Barrett’s esophagus does not cause symptoms in most people. However, GERD can cause frequent heartburn, chest pain and difficulty swallowing. People with the symptoms of acid reflux – especially those with symptoms that have persisted for many years – should talk with their St. Petersburg gastroenterologist about being screened for Barrett’s esophagus.
How will my St. Petersburg gastroenterologist diagnose Barrett’s esophagus?

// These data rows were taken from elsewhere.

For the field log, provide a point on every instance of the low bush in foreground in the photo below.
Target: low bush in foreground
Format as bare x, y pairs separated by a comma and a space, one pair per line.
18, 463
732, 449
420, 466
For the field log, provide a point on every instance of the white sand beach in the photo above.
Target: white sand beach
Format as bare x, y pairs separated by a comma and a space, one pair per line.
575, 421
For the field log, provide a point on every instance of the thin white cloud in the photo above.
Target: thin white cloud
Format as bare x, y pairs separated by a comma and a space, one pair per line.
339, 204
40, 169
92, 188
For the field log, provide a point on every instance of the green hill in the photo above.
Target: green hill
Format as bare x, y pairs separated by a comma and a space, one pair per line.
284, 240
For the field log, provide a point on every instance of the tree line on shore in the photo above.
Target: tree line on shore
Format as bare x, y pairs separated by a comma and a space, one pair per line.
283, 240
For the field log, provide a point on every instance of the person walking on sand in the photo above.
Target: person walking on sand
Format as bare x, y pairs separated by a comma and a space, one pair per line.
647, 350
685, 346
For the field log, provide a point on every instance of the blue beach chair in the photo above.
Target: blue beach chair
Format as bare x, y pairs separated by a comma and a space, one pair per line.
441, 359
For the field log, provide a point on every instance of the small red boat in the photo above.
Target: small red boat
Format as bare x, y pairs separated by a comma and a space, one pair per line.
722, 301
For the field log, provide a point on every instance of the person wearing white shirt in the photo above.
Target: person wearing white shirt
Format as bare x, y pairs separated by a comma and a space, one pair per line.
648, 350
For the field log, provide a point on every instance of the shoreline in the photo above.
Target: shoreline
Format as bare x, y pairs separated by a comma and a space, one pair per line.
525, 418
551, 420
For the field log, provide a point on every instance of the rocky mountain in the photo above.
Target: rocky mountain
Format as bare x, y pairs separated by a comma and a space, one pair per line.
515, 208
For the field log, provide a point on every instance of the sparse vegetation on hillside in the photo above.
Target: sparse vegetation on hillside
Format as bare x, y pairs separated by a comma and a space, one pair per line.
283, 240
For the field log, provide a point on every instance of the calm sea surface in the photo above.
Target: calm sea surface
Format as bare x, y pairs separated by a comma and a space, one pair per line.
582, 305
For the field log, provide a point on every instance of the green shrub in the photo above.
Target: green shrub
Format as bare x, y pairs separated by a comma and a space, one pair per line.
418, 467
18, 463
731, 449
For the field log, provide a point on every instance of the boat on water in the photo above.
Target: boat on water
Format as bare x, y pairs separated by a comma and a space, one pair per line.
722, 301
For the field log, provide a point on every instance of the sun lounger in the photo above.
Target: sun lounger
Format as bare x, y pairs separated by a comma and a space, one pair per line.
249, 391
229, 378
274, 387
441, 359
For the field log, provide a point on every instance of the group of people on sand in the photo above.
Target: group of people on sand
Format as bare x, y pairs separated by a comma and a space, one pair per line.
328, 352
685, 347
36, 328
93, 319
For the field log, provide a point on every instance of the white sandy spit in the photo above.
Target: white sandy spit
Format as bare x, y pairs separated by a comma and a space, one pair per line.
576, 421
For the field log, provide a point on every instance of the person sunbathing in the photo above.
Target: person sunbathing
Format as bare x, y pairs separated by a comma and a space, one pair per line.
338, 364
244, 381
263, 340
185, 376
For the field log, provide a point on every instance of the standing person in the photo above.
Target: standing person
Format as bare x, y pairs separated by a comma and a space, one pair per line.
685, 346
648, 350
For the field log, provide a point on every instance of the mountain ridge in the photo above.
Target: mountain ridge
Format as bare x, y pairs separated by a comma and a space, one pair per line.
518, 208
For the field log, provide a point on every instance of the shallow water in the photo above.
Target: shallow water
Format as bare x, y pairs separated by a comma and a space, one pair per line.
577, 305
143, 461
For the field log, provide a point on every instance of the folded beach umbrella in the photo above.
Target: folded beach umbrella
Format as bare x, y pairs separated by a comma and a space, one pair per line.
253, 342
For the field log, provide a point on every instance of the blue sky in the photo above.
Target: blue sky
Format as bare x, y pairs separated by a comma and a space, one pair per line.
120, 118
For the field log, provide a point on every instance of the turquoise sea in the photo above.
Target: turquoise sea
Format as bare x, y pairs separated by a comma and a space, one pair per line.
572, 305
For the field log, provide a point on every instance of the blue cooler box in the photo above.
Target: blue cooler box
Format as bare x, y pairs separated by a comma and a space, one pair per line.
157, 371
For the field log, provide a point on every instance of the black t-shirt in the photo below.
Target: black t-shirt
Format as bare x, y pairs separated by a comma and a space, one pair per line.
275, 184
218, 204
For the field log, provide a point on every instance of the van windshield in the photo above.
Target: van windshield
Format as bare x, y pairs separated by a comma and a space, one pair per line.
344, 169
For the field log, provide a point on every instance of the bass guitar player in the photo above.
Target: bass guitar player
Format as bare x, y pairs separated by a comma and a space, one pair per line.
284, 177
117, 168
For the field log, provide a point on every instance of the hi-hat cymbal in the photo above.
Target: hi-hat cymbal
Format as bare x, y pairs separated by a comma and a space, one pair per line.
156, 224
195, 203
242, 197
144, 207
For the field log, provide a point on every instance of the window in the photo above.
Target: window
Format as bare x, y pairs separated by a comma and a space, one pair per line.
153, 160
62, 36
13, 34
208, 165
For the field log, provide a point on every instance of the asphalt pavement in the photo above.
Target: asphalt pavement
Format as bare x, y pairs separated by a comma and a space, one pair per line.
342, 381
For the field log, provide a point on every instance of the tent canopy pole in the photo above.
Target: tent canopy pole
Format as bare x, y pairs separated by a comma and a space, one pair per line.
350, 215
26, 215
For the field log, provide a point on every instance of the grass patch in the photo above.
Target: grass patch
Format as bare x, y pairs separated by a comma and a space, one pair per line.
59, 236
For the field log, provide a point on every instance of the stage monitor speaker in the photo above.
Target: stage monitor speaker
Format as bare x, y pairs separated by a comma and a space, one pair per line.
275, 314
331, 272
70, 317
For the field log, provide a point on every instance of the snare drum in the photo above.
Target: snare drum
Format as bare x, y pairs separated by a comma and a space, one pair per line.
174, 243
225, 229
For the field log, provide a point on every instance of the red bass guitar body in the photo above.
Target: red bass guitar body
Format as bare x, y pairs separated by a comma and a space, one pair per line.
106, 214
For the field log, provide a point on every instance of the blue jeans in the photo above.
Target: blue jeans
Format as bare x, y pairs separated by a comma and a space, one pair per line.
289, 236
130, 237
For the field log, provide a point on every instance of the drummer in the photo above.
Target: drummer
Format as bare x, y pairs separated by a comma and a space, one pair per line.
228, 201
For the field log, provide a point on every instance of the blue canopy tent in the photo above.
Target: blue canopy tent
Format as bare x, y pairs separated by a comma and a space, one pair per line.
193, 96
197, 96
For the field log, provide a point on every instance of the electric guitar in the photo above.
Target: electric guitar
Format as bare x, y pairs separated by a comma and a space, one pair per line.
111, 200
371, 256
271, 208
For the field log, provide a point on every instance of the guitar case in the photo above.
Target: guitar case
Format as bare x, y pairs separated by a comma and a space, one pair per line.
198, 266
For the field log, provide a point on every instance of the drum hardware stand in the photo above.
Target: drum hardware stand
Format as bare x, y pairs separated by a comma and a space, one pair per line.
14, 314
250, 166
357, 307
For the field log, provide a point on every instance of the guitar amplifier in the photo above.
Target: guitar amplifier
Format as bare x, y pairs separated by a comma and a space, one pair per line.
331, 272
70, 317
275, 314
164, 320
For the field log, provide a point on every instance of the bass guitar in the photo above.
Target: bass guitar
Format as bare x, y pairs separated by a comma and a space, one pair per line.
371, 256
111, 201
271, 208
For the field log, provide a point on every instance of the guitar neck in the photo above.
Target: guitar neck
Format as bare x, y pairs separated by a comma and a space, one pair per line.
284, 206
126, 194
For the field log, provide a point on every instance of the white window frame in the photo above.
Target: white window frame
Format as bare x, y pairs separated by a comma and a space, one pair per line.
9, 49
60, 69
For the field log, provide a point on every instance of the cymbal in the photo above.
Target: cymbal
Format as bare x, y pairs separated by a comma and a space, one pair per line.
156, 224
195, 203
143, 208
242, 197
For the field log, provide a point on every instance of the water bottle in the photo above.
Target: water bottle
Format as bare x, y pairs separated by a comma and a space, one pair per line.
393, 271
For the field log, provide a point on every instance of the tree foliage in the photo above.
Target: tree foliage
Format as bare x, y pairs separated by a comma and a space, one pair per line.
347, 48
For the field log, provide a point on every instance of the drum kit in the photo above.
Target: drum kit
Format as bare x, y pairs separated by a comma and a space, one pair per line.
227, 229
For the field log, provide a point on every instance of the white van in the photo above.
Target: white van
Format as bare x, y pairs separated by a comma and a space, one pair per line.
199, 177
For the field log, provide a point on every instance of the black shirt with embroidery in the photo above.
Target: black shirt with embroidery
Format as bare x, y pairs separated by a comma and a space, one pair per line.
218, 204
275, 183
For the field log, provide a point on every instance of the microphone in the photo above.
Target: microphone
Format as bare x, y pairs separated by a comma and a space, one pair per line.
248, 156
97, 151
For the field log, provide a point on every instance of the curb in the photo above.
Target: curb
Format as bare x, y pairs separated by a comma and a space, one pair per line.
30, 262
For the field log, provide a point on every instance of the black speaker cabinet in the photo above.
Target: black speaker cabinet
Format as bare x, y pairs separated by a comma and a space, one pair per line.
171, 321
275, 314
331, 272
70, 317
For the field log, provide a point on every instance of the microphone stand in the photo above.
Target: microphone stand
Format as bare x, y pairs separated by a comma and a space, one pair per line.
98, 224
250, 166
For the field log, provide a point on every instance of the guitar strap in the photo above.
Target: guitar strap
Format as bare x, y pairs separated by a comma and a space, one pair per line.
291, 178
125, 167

A GI doctor typically diagnoses Barrett’s esophagus using a diagnostic test called an endoscopy. During this procedure, a lighted camera is inserted into the esophagus, allowing the doctor to check for tissue changes. Normal esophageal tissue is pale and glossy, whereas Barrett’s esophagus causes the tissue to appear red and matted. If necessary, your doctor can take a biopsy during the endoscopy to confirm a diagnosis.
What types of Barrett’s esophagus treatments are available in St. Petersburg?
If you are diagnosed with Barrett’s esophagus, treatments may be available depending on the extent of the condition. For example, if only mild tissue changes are detected, your doctor may decide to take steps to manage GERD symptoms and monitor esophageal tissue changes with periodic endoscopies. Patients with more advanced tissue changes may require greater medical interventions, such as cryotherapy or photodynamic to damage abnormal cells in the esophagus. In some cases, an esophageal resection or radiofrequency ablation may be necessary to remove damaged tissue.